Cumhuriyet Davasının 3. duruşması görülüyor; gazeteciler ve hukukçulardan açıklama-VİDEO

PİRHA – Cumhuriyet gazetesi davasının 3. Duruşması bugün Çağlayan Adliyesi’nde görülmeye başladı. Adliye önünde basın açıklaması yapan gazeteciler ve hukukçular gazetecilerin serbest bırakılmalarını talep ettiler.

Haberin Videosu

Cumhuriyet gazetesi çalışanlarının yargılandığı davaya birçok CHP ve HDP milletvekillerinin yanı sıra gazeteciler, hukukçular ve Cumhuriyet Gazetesi okurları destek verdi.

“Herkes için adalet”, “Savunmaya özgürlük herkes için adalet” ve üzerinde tutuklu gazeteciler Ahmet Şık, Kadri Gürsel, Emre İper, Akın Atalay, Murat Sabuncu’nun fotoğraflarının bulunduğu “Gazetecilere özgürlük” yazılı pankartların açıldığı basın açıklamasında “Cumhuriyet susmaz”, “Gazetecilik suç değildir”, “Özgür basın susturulamaz”, “İfade özgürlüğü engellenemez” dövizleri taşındı.

“ARKADAŞLARIMIZIN GAZETECİLİĞİNE TANIĞIZ”

Cumhuriyet Davası Koordinasyonu adına basın açıklamasını yapan gazeteci Faruk Eren, daha ilk duruşmadan iddianamenin çökmesine rağmen gazetecilerin cezaevinde tutulmalarında ısrar edildiğini vurguladı. 160’tan fazla gazeteciyi tutuklayan Türkiye’nin dünyadaki en büyük gazeteci hapishanesi durumuna geldiğini kaydeden Eren, “Bizler arkadaşlarımızın gazeteciliğinin tanığıyız. Onların yaptıkları haberler, yazdıkları yazılar nedeniyle tutuklandıklarını biliyoruz” dedi.

“HABER VERMEK, ALMAK VE HABER OLMAK HAKTIR”
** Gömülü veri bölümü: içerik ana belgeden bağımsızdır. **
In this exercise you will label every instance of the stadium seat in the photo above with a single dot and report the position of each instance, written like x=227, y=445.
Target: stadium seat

Basına yapılan baskılara dikkat çeken Eren, gazetecilerin hapishanede tutulması için her duruşmada yeni bahaneler uydurulduğunu, dışarıda kalan gazetecilerin her şeye rağmen halkın haber alma hakkı için, basın özgürlüğü ve demokrasi için hakikati dillendirmeye devam ettiğini belirtti. Türkiye’yi karanlıktan kurtaracak olanın hakikatin ışığı olduğunu söyleyen Eren, “Bu ışık da özgür gazetecilerin ve haber alma hakkına sahip çıkanların ellerindedir. Haber vermek, haber almak ve haber olmak haktır. Basın özgürlüğü önündeki engellere son verilsin” ifadelerini kullandı.

“NURİYE VE SEMİH’İN AVUKATLIĞINI YAPTIKLARI İÇİN TUTUKLANDILAR

Eren’in ardından hukuk kurumları adına basın metnini okuyan avukat Yaprak Türkmen, 1 yılı aşkın bir süredir devam eden OHAL’in muhaliflere yönelik bir cadı avına dönüştüğünü belirtti. Açlık grevinin 201. Gününde olan eğitimciler Nuriye Gülmen ve Semih Özakça’ya değinen Türkmen, eğitimcilerin siyasi bir kararla tutuklandıklarını ve taleplerini karşılanması yerine ölümle karşı karşıya getirildiklerini kaydetti. Halkın Hukuk Bürosu’na yapılan baskınla 14 avukatın gözaltına alınarak 9 gün boyunca bu avukatlara sistematik işkence uygulayanların hala görev başında olduklarını söyleyen Türkmen, avukatların ise sadece mesleklerini icra edip Nuriye ve Semih’in avukatlığını yaptıkları için tutuklandıklarını belirtti.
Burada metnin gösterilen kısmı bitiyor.